Bij schildkliercarcinoom - in de volksmond schildklier genoemd kanker - (synoniemen: adenocarcinoom van de Hürthle-cellen; adenocarcinoom van de schildklier; anaplastisch schildkliercarcinoom; angiosarcoom van de schildklier; kwaadaardig neoplasma van de schildklier; kwaadaardig neoplasma van het schildklierkanaal; kwaadaardige Hürthle-celtumor; kwaadaardige struma​ C-celcarcinoom; folliculair carcinoom van de schildklier; folliculair schildkliercarcinoom; Graham-tumor; Hürthle-celcarcinoom; Langhans struma; kwaadaardige struma; medullair schildkliercarcinoom; medullair schildkliercarcinoom (C-celcarcinoom); niet-ingekapselde scleroserende tumor van de schildklier; papillair schildkliercarcinoom; parafolliculair carcinoom; schildklierkanker​ ongedifferentieerd (anaplastisch) schildkliercarcinoom; ICD-10 C73. ) is een kwaadaardig neoplasma (kwaadaardig neoplasma) van de schildklier​ Schildkliercarcinoom is het meest voorkomende maligne neoplasma van het endocriene (hormoon) systeem.

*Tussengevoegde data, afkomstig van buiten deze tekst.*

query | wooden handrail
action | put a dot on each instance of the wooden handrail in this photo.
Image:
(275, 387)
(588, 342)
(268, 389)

Er kunnen verschillende vormen van schildkliercarcinoom worden onderscheiden:

  • Papillaire schildklier kanker (PTC; ongeveer 50-60%, stijgende trend).
  • Folliculair schildkliercarcinoom (engl. Folliculaire schildklier kanker, FTC; 20-30%).

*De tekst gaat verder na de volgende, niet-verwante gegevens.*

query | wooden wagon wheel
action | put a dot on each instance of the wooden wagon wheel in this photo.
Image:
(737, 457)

  • Medullair schildklierkanker (C-celcarcinoom; Engl. Medullair schildklierkanker, MTC; scheidt calcitonine​ ongeveer 5-10%).
  • Slecht gedifferentieerde schildklierkanker (PDTC).

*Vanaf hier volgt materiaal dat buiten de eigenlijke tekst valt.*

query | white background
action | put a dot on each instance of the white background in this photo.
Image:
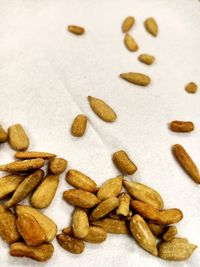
(46, 75)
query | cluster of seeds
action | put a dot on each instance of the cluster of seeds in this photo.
(26, 229)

  • Anaplastisch schildkliercarcinoom (ongedifferentieerde schildklierkanker; Engelse anaplastische schildklierkanker, ATC; ongeveer 1-5%).
  • Zeldzame vormen zoals kwaadaardig lymfoom (kankers van het lymfestelsel /weefselvocht knooppunten, amandelen of milt) of sarcoom (kwaadaardige tumoren die hun oorsprong vinden in zacht weefsel (bijv. bindweefsel, vetweefsel, spierweefsel) of bot)
  • Metastasen (dochtertumoren) van andere tumoren.

Geslachtsverhouding: mannen tot vrouwen is 1: 3 (gedifferentieerd carcinoom). Bij medullair schildkliercarcinoom (C-celcarcinoom) en ongedifferentieerd (anaplastisch) schildkliercarcinoom is de geslachtsverhouding in evenwicht. In de Verenigde Staten wordt bij 74% van de schildkliercarcinomen bij vrouwen de diagnose gesteld. Piekincidentie: ziekte treedt voornamelijk op in het 5e levensdecennium, eerder voor medullair schildkliercarcinoom. De mediane aanvangsleeftijd is ongeveer 55 jaar bij vrouwen en 56 jaar bij mannen. De incidentie (frequentie van nieuwe gevallen) van schildkliercarcinoom is 7.5-9 gevallen per 100,000 inwoners per jaar voor vrouwen en 3.2-4 gevallen per 100,000 inwoners per jaar voor mannen (in Duitsland). In Oostenrijk is de incidentie ongeveer 9 ziekten per 100,000 inwoners per jaar. In de VS, 14.3 ziekten per 100,000 inwoners per jaar. De incidentie van anaplastisch schildkliercarcinoom is ongeveer 1-2 gevallen per 1,000,000 inwoners per jaar. Verloop en prognose: Behandeling van patiënten met schildkliercarcinoom is voornamelijk chirurgisch (operatief). De prognose hangt af van het histologische (fijne weefsel) subtype van het carcinoom en van het tijdstip van diagnose. Bij gedifferentieerd schildkliercarcinoom is de kans op genezing zeer groot. Schildkliercarcinoom is vaak recidiverend (recidiverend), dus consistente follow-up is belangrijk. Tot 15% van de gedifferentieerde schildklierkankers (“DTC”) wordt radioactief jodium refractair (= tumor neemt geen radioactief jodium op en de ziekte vordert) of resistent tijdens het ziekteverloop. Patiënten met gemetastaseerde (“met dochtertumoren”) radioactief jodium-refractaire DTC (RR-DTC) overleven gemiddeld ongeveer 3-6 jaar; het overlevingspercentage van 10 jaar is ongeveer 10%. Het 5-jaars overlevingspercentage van folliculair schildkliercarcinoom is circa 80%, medullair schildkliercarcinoom is 60-70% en papillair schildkliercarcinoom is 80-90%. Bij anaplastisch (ongedifferentieerd) schildkliercarcinoom overlijden patiënten vaak binnen zes maanden na diagnose.